Netflix could see hundreds of millions of dollars in annual revenue if it manages to convert just 25 percent of freeloaders into paying customers on its ad-supported streaming tier, according to a new analyst note from MoffettNathanson released last week.
The note is based on a survey sent to 19,000 American adult consumers, which found between 25 and 30 percent of freeloading streamers think they’ll eventually pay for their own Netflix account as the company implements a broad crackdown on password sharing.
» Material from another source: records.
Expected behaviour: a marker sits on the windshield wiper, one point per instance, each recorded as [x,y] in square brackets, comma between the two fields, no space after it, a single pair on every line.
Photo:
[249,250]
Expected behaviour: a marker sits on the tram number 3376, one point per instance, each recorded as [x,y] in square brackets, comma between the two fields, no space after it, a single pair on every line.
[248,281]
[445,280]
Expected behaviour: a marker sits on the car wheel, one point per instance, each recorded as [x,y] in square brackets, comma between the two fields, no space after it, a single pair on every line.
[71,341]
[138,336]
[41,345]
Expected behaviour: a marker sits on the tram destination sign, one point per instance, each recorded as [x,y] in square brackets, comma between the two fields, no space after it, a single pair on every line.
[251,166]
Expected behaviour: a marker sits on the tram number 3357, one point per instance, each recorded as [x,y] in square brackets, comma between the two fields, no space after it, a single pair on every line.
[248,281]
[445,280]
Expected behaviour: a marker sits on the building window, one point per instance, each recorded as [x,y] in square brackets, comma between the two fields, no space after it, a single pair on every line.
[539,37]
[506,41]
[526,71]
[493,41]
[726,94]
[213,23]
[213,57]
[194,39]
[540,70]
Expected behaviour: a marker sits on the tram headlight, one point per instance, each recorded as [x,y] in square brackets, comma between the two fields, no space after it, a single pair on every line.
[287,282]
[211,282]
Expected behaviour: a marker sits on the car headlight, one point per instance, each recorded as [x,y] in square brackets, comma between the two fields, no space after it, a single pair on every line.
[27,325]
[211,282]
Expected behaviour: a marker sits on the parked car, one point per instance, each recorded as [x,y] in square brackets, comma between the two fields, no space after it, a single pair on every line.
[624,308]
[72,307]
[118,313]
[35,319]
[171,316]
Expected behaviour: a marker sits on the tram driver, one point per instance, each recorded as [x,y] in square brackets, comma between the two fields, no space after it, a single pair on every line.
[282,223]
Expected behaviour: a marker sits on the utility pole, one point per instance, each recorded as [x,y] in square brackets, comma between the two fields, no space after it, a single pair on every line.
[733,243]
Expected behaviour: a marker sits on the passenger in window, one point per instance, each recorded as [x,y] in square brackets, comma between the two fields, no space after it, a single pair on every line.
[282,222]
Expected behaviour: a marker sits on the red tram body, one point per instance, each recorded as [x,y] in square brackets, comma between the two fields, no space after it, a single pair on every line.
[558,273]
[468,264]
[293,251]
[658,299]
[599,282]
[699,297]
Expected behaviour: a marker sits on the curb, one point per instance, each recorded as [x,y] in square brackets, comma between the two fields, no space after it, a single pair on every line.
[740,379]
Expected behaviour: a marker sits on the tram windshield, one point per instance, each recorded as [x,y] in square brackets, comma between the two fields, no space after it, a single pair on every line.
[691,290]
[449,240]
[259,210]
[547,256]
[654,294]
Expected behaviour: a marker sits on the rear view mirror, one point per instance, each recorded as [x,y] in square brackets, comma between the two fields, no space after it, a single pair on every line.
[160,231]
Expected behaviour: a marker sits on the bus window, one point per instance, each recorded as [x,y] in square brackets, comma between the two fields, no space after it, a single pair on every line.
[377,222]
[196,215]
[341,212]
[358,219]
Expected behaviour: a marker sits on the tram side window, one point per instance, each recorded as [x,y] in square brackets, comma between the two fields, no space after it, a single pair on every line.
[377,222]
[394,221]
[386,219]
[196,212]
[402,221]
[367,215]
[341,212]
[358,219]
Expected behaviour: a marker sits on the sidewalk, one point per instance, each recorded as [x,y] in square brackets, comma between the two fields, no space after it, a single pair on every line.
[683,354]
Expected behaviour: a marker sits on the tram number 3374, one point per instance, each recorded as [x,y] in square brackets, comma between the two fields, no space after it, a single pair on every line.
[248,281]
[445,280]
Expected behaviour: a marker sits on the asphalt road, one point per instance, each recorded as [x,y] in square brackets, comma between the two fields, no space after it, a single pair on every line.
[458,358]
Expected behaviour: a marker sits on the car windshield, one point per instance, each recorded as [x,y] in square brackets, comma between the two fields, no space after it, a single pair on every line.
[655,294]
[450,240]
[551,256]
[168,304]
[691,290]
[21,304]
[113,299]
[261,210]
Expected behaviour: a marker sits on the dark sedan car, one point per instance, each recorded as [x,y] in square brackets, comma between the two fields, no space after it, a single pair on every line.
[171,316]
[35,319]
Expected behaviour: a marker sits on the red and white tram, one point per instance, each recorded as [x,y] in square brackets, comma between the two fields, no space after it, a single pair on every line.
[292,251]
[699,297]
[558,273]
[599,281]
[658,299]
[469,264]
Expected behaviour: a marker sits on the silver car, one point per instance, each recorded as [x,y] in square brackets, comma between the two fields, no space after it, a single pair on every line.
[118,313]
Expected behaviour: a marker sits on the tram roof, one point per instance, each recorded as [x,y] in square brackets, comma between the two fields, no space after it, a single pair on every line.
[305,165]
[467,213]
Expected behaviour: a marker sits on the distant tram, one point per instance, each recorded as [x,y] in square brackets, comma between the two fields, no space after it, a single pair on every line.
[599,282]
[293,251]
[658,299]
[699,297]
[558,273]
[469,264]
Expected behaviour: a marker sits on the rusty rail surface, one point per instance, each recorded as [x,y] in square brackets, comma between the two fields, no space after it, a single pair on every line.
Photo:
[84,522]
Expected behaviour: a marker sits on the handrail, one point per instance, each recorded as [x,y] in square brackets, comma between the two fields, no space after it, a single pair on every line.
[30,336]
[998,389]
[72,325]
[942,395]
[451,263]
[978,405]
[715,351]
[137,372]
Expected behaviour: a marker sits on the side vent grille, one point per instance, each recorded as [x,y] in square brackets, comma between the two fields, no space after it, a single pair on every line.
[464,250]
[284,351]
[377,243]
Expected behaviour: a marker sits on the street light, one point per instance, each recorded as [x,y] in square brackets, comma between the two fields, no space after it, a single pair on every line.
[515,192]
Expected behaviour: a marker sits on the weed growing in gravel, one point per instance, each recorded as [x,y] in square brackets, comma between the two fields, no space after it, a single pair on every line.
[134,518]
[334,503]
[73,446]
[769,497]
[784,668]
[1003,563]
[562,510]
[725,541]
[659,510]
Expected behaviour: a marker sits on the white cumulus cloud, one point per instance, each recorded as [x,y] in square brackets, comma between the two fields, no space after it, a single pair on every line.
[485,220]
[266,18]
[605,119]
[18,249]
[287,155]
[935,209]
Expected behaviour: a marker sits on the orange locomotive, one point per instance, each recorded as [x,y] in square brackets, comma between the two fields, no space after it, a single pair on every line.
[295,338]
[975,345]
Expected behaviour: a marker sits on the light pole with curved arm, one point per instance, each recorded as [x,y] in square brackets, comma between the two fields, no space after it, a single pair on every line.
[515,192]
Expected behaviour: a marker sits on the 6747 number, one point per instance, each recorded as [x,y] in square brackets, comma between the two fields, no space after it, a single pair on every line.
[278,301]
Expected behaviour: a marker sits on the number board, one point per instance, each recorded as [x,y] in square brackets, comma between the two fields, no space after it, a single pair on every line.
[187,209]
If Netflix manages to convert one in four freeloaders to a paying customer on their ad-supported tier, Netflix stands to earn at least $567 million in incremental annual revenue, MoffettNathanson concluded.
“While this might not be the home run that the bulls believe, the near-term opportunity to continue adding subscribers in North America seems very likely,” Michael Nathanson, a principle analyst at MoffettNathanson, wrote in the report.
Netflix started cracking down on password-sharing in the United States earlier this spring after a limited test run in some Latin American countries. The streaming service warned investors of an initial spike in churn attributed to the strategy, which aims to push freeloaders toward any of its paid plans.
The strategy reminds customers that their accounts are intended to be used by members of their immediate household — family members, friends, room-mates and tenants who reside at the same address. For customers who want to share their accounts with those beyond their home addresses, Netflix gives subscribers the option to pay for the privilege of providing their passwords to others.
A report from analytics firm Antenna claimed Netflix saw an increase in sign-ups in the first few days of its password-sharing crackdown strategy. The report was based don credit card statements and other financial data Antenna collects and uses for its reports.
Netflix is set to report its third financial quarter earnings on Wednesday.